The evaluation reports **entity-level F1 scores** across different biomedical entity types and model sizes.
### Exact Match F1
An entity prediction is considered correct only if both the **entity span and label exactly match** the gold annotation.
| entity_type | medul2-base | pubmedul2-base | pubmedul2-mini-nl8 | pubmedul2-small | pubmedul2-tiny-nl6 |
|:--------------|--------------:|-----------------:|---------------------:|------------------:|---------------------:|
| cell_line | 0.42 | 0.43 | 0.44 | 0.43 | 0.35 |
| cell_type | 0.59 | 0.58 | 0.59 | 0.58 | 0.52 |
| chemical | 0.76 | 0.75 | 0.72 | 0.72 | 0.56 |
| disease | 0.7 | 0.73 | 0.7 | 0.68 | 0.63 |
| dna | 0.59 | 0.55 | 0.54 | 0.55 | 0.45 |
| gene | 0.62 | 0.59 | 0.6 | 0.59 | 0.55 |
| protein | 0.59 | 0.58 | 0.58 | 0.59 | 0.55 |
| rna | 0.6 | 0.56 | 0.55 | 0.6 | 0.56 |
| species | 0.66 | 0.67 | 0.58 | 0.63 | 0.54 |
---
### Partial Match F1
A prediction is counted as correct if it **partially overlaps** with a gold entity of the same type.
| entity_type | medul2-base | pubmedul2-base | pubmedul2-mini-nl8 | pubmedul2-small | pubmedul2-tiny-nl6 |
|:--------------|--------------:|-----------------:|---------------------:|------------------:|---------------------:|
| cell_line | 0.48 | 0.49 | 0.48 | 0.48 | 0.41 |
| cell_type | 0.66 | 0.64 | 0.66 | 0.65 | 0.59 |
| chemical | 0.79 | 0.78 | 0.76 | 0.75 | 0.6 |
| disease | 0.82 | 0.84 | 0.8 | 0.79 | 0.74 |
| dna | 0.65 | 0.61 | 0.6 | 0.61 | 0.53 |
| gene | 0.76 | 0.74 | 0.74 | 0.73 | 0.68 |
| protein | 0.66 | 0.66 | 0.66 | 0.67 | 0.64 |
| rna | 0.68 | 0.63 | 0.64 | 0.66 | 0.65 |
| species | 0.68 | 0.7 | 0.61 | 0.65 | 0.56 |
---
### IoU Match F1
Predictions are evaluated using **Intersection-over-Union (IoU)** overlap between predicted and gold spans, providing a softer boundary-based metric.
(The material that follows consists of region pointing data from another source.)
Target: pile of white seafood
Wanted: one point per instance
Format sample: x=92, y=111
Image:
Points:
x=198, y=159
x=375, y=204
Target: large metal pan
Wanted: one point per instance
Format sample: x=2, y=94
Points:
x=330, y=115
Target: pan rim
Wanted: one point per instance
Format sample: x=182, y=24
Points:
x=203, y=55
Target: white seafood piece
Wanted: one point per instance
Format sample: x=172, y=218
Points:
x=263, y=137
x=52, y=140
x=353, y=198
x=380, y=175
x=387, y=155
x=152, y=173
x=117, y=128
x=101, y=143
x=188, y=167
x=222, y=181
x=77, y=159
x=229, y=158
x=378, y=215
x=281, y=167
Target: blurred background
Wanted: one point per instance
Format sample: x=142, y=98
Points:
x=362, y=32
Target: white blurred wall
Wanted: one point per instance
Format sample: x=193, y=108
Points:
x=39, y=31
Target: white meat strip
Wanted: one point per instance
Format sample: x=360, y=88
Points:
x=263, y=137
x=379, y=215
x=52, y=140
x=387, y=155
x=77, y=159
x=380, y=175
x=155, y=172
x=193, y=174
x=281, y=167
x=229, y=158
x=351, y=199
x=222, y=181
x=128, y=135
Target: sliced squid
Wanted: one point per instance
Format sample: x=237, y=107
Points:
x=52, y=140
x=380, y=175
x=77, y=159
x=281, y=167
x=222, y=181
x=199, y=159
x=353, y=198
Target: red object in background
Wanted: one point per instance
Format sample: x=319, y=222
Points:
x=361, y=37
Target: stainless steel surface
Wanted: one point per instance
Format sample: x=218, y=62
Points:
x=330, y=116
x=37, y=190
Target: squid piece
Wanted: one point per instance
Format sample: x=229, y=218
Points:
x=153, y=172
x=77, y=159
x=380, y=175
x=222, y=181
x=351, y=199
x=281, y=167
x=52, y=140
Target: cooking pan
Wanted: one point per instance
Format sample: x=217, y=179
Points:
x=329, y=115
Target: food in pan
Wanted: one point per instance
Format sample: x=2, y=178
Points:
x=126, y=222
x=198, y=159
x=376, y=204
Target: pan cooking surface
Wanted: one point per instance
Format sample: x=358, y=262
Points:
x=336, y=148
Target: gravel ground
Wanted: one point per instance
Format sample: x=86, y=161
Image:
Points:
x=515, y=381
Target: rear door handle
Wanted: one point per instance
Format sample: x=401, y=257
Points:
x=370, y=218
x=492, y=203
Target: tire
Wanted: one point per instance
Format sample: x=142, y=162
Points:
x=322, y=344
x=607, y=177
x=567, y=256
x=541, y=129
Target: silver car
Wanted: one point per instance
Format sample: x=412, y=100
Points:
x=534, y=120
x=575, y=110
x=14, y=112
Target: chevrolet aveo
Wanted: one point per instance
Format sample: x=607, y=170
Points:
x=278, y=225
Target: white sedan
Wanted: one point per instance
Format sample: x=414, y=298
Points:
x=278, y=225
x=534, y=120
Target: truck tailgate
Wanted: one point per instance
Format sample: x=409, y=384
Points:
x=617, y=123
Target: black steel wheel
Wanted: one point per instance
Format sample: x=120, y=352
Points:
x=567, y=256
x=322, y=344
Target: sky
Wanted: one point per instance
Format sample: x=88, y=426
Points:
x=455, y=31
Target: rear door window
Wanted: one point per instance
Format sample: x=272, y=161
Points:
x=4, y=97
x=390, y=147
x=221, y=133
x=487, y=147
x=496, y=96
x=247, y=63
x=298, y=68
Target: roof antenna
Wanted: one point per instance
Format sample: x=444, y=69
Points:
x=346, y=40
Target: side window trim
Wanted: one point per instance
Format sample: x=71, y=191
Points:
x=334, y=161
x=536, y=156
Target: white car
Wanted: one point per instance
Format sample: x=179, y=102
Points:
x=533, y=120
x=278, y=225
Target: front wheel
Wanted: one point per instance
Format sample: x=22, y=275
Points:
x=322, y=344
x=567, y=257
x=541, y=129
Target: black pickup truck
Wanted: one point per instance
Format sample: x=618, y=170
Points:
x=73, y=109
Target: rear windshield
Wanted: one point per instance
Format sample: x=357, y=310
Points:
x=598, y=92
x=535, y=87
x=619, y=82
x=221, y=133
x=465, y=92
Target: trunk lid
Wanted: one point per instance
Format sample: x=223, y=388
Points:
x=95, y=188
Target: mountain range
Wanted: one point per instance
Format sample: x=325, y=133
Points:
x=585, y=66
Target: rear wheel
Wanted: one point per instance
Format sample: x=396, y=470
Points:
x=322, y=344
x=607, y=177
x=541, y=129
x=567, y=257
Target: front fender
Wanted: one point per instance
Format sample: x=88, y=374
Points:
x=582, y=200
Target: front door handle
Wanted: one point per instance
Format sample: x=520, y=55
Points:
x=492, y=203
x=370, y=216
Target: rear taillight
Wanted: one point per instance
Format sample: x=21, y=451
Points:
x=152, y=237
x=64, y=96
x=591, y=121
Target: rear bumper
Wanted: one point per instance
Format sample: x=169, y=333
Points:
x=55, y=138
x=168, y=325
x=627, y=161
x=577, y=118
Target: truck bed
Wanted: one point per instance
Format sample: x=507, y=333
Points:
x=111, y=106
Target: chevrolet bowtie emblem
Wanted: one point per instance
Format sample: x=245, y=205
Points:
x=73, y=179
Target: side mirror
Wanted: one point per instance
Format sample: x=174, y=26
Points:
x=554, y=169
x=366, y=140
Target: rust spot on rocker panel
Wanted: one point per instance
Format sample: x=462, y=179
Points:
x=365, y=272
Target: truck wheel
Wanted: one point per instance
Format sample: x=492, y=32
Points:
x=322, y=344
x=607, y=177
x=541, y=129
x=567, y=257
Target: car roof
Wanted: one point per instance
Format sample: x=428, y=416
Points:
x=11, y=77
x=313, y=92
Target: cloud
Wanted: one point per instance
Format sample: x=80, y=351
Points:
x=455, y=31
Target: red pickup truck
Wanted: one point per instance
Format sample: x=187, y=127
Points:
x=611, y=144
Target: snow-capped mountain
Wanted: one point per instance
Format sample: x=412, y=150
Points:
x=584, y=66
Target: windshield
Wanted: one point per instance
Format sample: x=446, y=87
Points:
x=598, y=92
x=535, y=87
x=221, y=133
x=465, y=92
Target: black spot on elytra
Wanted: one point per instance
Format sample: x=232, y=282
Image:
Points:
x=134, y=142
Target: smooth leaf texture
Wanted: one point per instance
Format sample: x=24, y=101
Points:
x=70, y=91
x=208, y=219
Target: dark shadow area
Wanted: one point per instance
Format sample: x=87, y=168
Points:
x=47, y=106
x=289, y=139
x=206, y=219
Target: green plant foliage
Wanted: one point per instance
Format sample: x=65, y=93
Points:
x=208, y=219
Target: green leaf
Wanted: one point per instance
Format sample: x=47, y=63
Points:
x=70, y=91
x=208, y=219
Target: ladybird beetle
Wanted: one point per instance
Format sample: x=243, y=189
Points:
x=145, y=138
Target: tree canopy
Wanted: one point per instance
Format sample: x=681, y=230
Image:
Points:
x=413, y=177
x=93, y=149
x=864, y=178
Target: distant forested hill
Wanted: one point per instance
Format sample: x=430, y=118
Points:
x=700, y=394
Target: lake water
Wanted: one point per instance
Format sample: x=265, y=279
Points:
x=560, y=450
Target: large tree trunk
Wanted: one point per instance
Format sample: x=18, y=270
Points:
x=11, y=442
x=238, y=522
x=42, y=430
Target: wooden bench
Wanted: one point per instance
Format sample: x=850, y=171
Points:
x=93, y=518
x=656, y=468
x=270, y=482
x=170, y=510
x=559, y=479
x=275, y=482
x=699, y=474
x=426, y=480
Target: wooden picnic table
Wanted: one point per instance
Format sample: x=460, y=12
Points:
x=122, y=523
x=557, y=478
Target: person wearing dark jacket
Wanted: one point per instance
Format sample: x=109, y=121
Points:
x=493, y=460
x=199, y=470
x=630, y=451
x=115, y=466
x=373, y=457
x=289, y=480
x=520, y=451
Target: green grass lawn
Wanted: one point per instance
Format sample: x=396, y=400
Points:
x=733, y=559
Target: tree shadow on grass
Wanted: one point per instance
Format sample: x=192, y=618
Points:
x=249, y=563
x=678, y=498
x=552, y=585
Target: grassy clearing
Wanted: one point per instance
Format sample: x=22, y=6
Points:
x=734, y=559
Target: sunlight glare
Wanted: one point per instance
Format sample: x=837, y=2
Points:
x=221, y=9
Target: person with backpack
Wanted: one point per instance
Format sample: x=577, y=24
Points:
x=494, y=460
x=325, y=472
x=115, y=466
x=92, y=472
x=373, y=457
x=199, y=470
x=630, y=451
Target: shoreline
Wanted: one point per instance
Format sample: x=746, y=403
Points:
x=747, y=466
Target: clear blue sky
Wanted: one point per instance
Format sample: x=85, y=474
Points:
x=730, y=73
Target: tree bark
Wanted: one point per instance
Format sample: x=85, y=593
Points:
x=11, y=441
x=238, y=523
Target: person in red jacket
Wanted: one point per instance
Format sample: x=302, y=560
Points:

| entity_type | medul2-base | pubmedul2-base | pubmedul2-mini-nl8 | pubmedul2-small | pubmedul2-tiny-nl6 |
|:--------------|--------------:|-----------------:|---------------------:|------------------:|---------------------:|
| cell_line | 0.5 | 0.5 | 0.5 | 0.5 | 0.42 |
| cell_type | 0.67 | 0.66 | 0.68 | 0.67 | 0.62 |
| chemical | 0.83 | 0.83 | 0.82 | 0.82 | 0.72 |
| disease | 0.85 | 0.86 | 0.86 | 0.85 | 0.82 |
| dna | 0.65 | 0.62 | 0.62 | 0.62 | 0.55 |
| gene | 0.76 | 0.75 | 0.75 | 0.74 | 0.71 |
| protein | 0.67 | 0.66 | 0.67 | 0.67 | 0.66 |
| rna | 0.68 | 0.65 | 0.66 | 0.67 | 0.67 |
| species | 0.72 | 0.74 | 0.65 | 0.69 | 0.58 |
---
### Observations
- **MedUL2 models** generally outperform PubMedUL2 on clinical-heavy entity types such as *disease* and *chemical*
- Performance improves consistently from **tiny → base models**
- Boundary-sensitive metrics (Partial / IoU) show significantly higher scores than Exact Match, highlighting boundary ambiguity in biomedical NER
---
## Acknowledgements
This project would not have been possible without compute generously provided by **Google TPU Research Cloud**.
Thanks to:
- The **Finnish-NLP** authors for releasing the UL2 objective code, task definitions, and guidance
- **Yeb Havinga** for help getting started with the **t5x** framework
---
## License
Please refer to the individual model repositories for **license and access details**, which may vary depending on training data sources.